Over 20 years ago, rich dad said, "Just as there are houses for the rich, the poor, and the middle class, there are investments for each of them. If you want to invest in investments that the rich invest in, you have to be more than rich. You need to become a sophisticated investor, not just a rich person who invests."

The Five Phases of Becoming a Sophisticated Investor

Rich dad broke my development program into five distinct phases, which I have organized into phases, lessons, and chapters. The phases are:


1. Are You Mentally Prepared to Be an Investor?

2. What Type of Investor Do You Want to Become?

3. How Do You Build a Strong Business?

4. Who Is the Sophisticated Investor?

5. Giving It Back.

This book is written as a guide. It will not give you specific answers. The purpose of this book is to help you understand what questions to ask. And if this book does that, it has done its job. Rich dad said, "You cannot teach someone to be a sophisticated investor. But a person can learn to become a sophisticated investor. It’s like learning to ride a bicycle. I cannot teach you to ride a bicycle, but you can learn to ride a bicycle. Learning to ride a bicycle requires risk, trial and error, and proper guidance. The same is true with investing. If you do not want to take risks, then you’re saying you do not want to learn. And if you do not want to learn, then I cannot teach you."


If you’re looking for a book on hot investment tips, or how to get rich quick, or the secret investment formula of the rich, this book is not for you. This book is really about learning more than investing. It is written for people who are students of investing, students who seek their own path to wealth rather than look for the easy road to wealth.
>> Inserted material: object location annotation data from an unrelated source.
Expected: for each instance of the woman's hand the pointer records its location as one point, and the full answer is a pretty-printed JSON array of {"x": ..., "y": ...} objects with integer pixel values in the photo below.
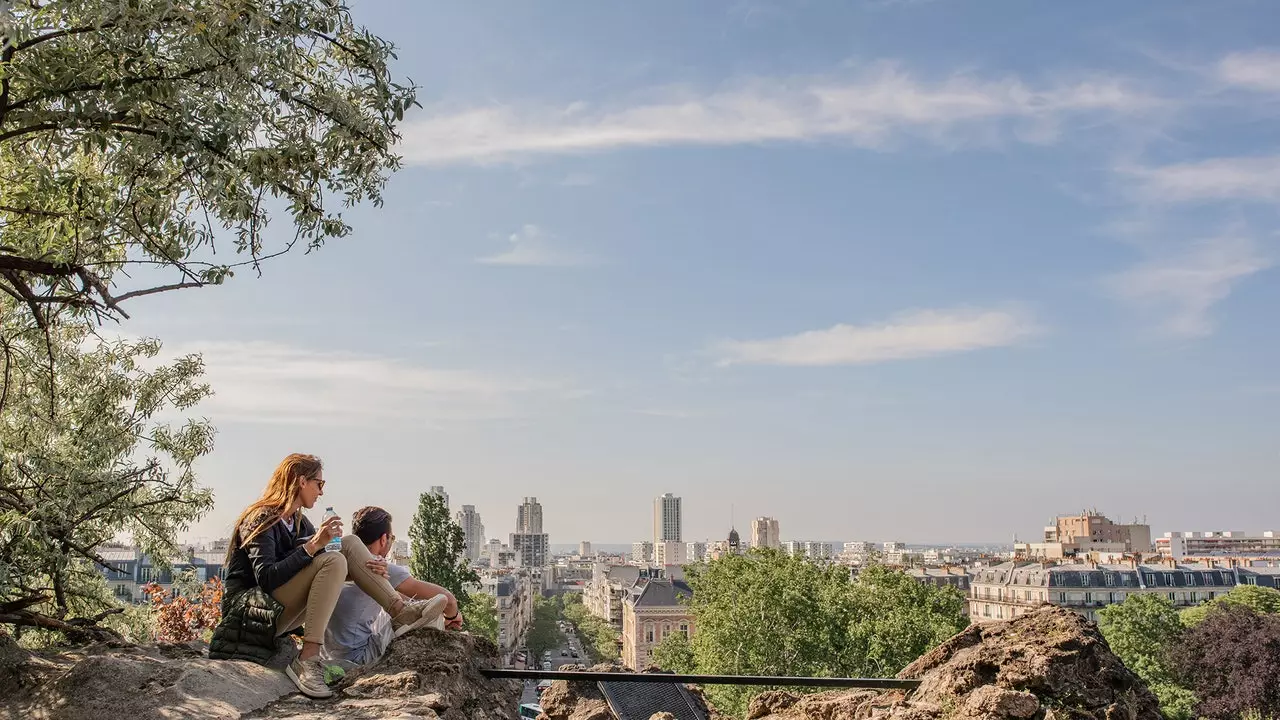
[
  {"x": 329, "y": 529},
  {"x": 452, "y": 614},
  {"x": 378, "y": 566}
]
This book is about rich dad’s five phases of development, the five phases that he went through and that I am currently going through. If you are a student of great wealth, you may notice while reading this book that rich dad’s five phases are the same five phases that the richest business people and investors in the world went through in order to become very, very rich. Bill Gates, founder of Microsoft; Warren Buffet, America’s richest investor; and Thomas Edison, founder of General Electric, all went through these five phases. They are the same five phases that the young new millionaires and billionaires of the Internet or the "dot com" generation are currently going through while still in their twenties and thirties. The only difference is that because of the Information Age, these young people went through the same phases faster...and maybe so can you.

Are You Part of the Revolution?

Great wealth, vast fortunes, and mega-rich families were created during the Industrial Revolution. The same is going on today during the Information Revolution.

I find it interesting that today we have self-made multi-millionaires and billionaires who are twenty, thirty, and forty years of age; yet we still have people forty and over having a tough time hanging on to $50,000-a-year job’s. One reason causing this great disparity is the shift from the Industrial Age to the Information Age. When we shifted into the Industrial Age, people like Henry Ford and Thomas Edison became billionaires. Today, shifting into the Information Age, we have Bill Gates, Michael Dell, and the founders of the Internet companies becoming young millionaires and billionaires. These twenty-somethings will soon be passing Bill Gates–who is old at 39–in wealth. That is the power of a shift in ages, the shift from the Industrial Age to the Information Age. It has been said that there is nothing so powerful as an idea whose time has come...and there is nothing so detrimental than someone who is still thinking old ideas.